Hazle's injuries kept him out of front line service for 18 months but had rejoined the battalion by March 1944, by this time serving in Italy. The battalion was heavily engaged in the Second Battle of Monte Cassino around an area known as Hangman's Hill. Hazle, by now appointed a Lance corporal was one of a two company party sent to support 1/9th Gurkha Rifles. The attack by the Gurkhas and the Essex battalion faltered and for six days Hazle and another Essex stretcher bearer, Lance corporal Leonard Piper formed the only medical support available to the isolated men. With scant resources Hazle treated wounds and even performed an amputation before the troops were evacuated.
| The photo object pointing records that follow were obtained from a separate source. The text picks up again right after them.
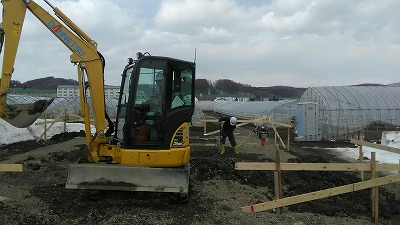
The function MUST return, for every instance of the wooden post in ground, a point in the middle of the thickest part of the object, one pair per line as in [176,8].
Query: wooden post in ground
[45,128]
[398,188]
[361,153]
[65,119]
[374,190]
[288,139]
[278,178]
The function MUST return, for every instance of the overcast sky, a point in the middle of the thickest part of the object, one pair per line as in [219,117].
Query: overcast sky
[297,43]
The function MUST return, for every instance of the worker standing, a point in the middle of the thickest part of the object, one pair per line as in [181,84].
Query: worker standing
[227,131]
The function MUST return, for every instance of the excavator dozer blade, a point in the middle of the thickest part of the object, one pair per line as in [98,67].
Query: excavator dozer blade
[24,115]
[128,178]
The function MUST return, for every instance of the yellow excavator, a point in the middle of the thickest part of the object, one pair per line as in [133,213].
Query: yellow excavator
[146,147]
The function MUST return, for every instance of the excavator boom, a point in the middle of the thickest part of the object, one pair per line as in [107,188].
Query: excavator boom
[18,115]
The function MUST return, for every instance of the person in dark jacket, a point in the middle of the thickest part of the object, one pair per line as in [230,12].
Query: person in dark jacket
[227,131]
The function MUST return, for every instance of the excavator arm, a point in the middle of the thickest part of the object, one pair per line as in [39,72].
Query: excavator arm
[89,61]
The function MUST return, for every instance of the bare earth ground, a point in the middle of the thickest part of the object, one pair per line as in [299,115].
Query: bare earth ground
[38,196]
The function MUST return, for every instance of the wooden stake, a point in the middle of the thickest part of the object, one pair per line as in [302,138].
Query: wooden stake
[321,194]
[65,119]
[398,188]
[361,161]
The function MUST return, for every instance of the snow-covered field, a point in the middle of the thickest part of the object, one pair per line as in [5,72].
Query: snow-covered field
[10,134]
[389,138]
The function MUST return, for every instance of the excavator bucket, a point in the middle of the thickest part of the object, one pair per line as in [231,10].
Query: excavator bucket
[24,115]
[128,178]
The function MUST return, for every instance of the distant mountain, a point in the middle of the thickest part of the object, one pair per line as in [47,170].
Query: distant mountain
[394,84]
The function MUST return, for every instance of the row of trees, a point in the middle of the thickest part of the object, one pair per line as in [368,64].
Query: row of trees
[203,87]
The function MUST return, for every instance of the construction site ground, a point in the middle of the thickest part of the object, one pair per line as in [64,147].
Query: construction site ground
[217,191]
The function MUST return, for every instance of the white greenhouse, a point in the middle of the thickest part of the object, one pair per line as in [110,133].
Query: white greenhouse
[279,111]
[335,113]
The commanding officer of the Gurkhas, Lt Col G Nangle (Note: Lt Col Nangle was awarded the Distinguished Service Order for his own part in the same action.) wrote a recommendation for a bar to the DCM for Hazle in April 1944 which was approved by Lt-Gen Freybeg (General officer commanding New Zealand Corps) and, again, Lt-Gen Alexander (Commander-in-Chief Allied Central Mediterranean Force) in June 1944. The award was published in the London Gazette on 3 August 1944. Lt Col Nangle wrote in the citation:
This NCO displayed most conspicuous bravery, devotion and initiative during the fighting at CASSINO 19-24 Mar 44.
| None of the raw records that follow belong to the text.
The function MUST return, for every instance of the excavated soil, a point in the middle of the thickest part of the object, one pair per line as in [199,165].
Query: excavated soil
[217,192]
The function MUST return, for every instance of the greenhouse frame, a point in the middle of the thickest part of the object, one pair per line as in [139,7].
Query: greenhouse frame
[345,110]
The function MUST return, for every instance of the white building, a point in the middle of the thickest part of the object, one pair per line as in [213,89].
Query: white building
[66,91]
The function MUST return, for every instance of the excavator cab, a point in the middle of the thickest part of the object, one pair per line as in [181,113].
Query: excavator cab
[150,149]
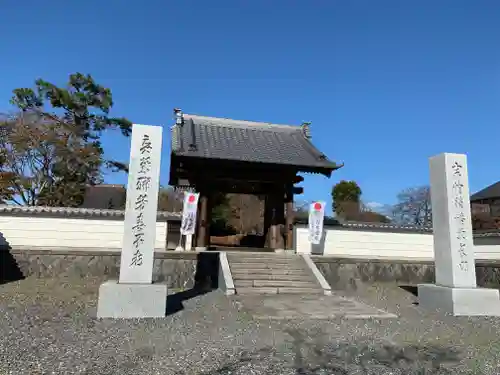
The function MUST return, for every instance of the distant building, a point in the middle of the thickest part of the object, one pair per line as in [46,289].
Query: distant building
[487,201]
[105,196]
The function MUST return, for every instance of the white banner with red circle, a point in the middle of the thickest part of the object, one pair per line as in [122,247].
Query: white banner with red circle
[189,210]
[316,217]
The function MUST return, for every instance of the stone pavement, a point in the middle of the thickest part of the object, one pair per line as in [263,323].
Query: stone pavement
[308,307]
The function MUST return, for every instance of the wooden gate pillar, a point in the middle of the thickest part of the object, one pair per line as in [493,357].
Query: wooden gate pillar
[289,217]
[202,239]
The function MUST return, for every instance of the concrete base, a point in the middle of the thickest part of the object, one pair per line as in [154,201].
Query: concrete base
[460,301]
[119,300]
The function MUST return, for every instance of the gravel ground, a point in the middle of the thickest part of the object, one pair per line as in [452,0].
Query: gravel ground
[47,327]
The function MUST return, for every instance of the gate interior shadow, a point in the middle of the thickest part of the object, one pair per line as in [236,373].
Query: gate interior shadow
[9,269]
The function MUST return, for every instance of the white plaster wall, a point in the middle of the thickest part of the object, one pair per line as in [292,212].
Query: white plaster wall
[372,245]
[33,232]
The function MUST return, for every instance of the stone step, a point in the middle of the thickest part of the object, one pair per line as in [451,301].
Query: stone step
[251,275]
[275,283]
[263,260]
[304,291]
[262,266]
[252,290]
[264,256]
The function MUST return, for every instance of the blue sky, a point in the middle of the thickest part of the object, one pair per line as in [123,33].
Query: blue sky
[386,84]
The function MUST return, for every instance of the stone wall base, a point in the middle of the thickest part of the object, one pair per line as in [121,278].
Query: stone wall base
[176,270]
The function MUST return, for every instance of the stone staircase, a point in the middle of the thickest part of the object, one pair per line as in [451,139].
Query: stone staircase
[270,273]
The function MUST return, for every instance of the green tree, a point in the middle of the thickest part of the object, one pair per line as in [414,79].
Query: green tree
[346,197]
[78,114]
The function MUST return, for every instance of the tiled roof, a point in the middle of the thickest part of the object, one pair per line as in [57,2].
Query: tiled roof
[387,227]
[220,138]
[75,212]
[492,191]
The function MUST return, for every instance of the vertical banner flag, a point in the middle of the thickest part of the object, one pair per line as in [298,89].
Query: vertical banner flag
[189,210]
[316,216]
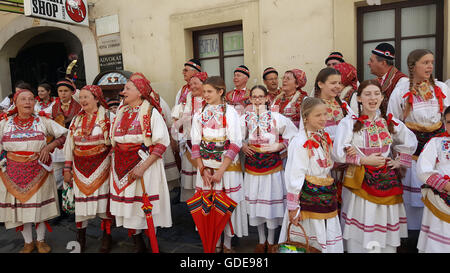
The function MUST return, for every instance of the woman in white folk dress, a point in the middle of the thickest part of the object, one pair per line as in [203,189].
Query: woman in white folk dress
[311,191]
[433,169]
[376,147]
[139,137]
[216,142]
[265,190]
[28,190]
[88,162]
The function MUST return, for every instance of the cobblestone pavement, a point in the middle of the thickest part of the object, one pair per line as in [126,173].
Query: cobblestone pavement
[180,238]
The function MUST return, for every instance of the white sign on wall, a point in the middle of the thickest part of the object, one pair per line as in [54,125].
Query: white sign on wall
[66,11]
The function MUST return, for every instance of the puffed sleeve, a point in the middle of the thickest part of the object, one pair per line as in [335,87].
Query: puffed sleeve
[396,101]
[296,170]
[342,140]
[160,134]
[234,132]
[404,143]
[426,166]
[196,136]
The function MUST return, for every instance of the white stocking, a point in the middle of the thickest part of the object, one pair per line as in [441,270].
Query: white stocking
[26,233]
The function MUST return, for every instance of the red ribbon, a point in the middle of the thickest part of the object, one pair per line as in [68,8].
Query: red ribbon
[410,96]
[390,119]
[44,114]
[329,141]
[361,118]
[49,228]
[106,225]
[440,96]
[310,144]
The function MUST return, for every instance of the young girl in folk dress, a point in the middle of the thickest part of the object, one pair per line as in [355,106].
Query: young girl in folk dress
[216,142]
[311,197]
[88,162]
[419,103]
[28,190]
[375,147]
[139,137]
[264,185]
[182,129]
[433,169]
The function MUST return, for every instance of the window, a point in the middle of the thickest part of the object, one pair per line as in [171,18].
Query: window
[407,26]
[220,51]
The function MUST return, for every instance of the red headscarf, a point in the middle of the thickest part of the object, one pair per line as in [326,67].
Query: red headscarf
[18,92]
[143,85]
[202,76]
[98,94]
[300,77]
[348,74]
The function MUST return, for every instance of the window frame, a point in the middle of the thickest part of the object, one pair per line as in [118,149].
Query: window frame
[398,6]
[221,57]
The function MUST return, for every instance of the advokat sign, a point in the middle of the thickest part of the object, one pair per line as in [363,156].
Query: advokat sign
[66,11]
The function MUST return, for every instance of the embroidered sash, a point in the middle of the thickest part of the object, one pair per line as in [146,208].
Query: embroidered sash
[91,167]
[263,163]
[318,198]
[125,158]
[24,175]
[357,176]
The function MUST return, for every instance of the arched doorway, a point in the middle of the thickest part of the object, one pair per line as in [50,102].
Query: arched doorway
[34,51]
[45,58]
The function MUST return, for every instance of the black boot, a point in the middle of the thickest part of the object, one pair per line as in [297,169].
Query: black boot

As stretcher bearers, he and another soldier (L/Cpl PIPER) were with a company of their battalion which joined up with 1/9 G.R. on Pt. 435 (HANGMAN'S HILL), on the morning of 19 Mar. At this time 1/9 G.R. had no medical personnel with it, and had a large number of wounded whom it had not been possible to evacuate owing to continued enemy opposition.
L/Cpl. HAZLE immediately took charge of the medical situation, and with the slender resources at his disposal (a first aid haversack) treated the wounded of both units.
In very difficult conditions, to which was added a shortage of food and water; and under constant artillery and mortar bombardment; this NCO worked devotedly and tirelessly for six days, and there is no doubt that the very large number of wounded which were successfully evacuated owe their lives to him.
He arranged the collection of wounded, often exposing himself fearlessly to do so; treated them, at one time even performing an amputation; and improvised covering out of parachutes from the air being dropped then being practised.
Though at one time himself overcome by fumes from smoke shells he refused to stop his devoted work, and continued attending alike to British, Indian and Gurkha wounded.
The magnificent service rendered by this NCO under the most grim and dangerous conditions; the medical skill he displayed; and his never faltering devotion, bravery and spirit have earned the universal admiration of the whole of the force which was isolated in this position.
— Lt Col G S Nangle, "Recommendation for award" (1944)

After Cassino Hazle continued to serve through the Italian Campaign until the 4th Indian Infantry Division was moved to Greece in December 1944 where he took part in the Dekemvriana operations. After Greece Hazle returned to the UK where he was demobilised in 1945 and returned to the print industry.

==Death==
Hazle died in 2006 and was survived by his wife, Cissie, whom he had married after leaving the army, and their three children.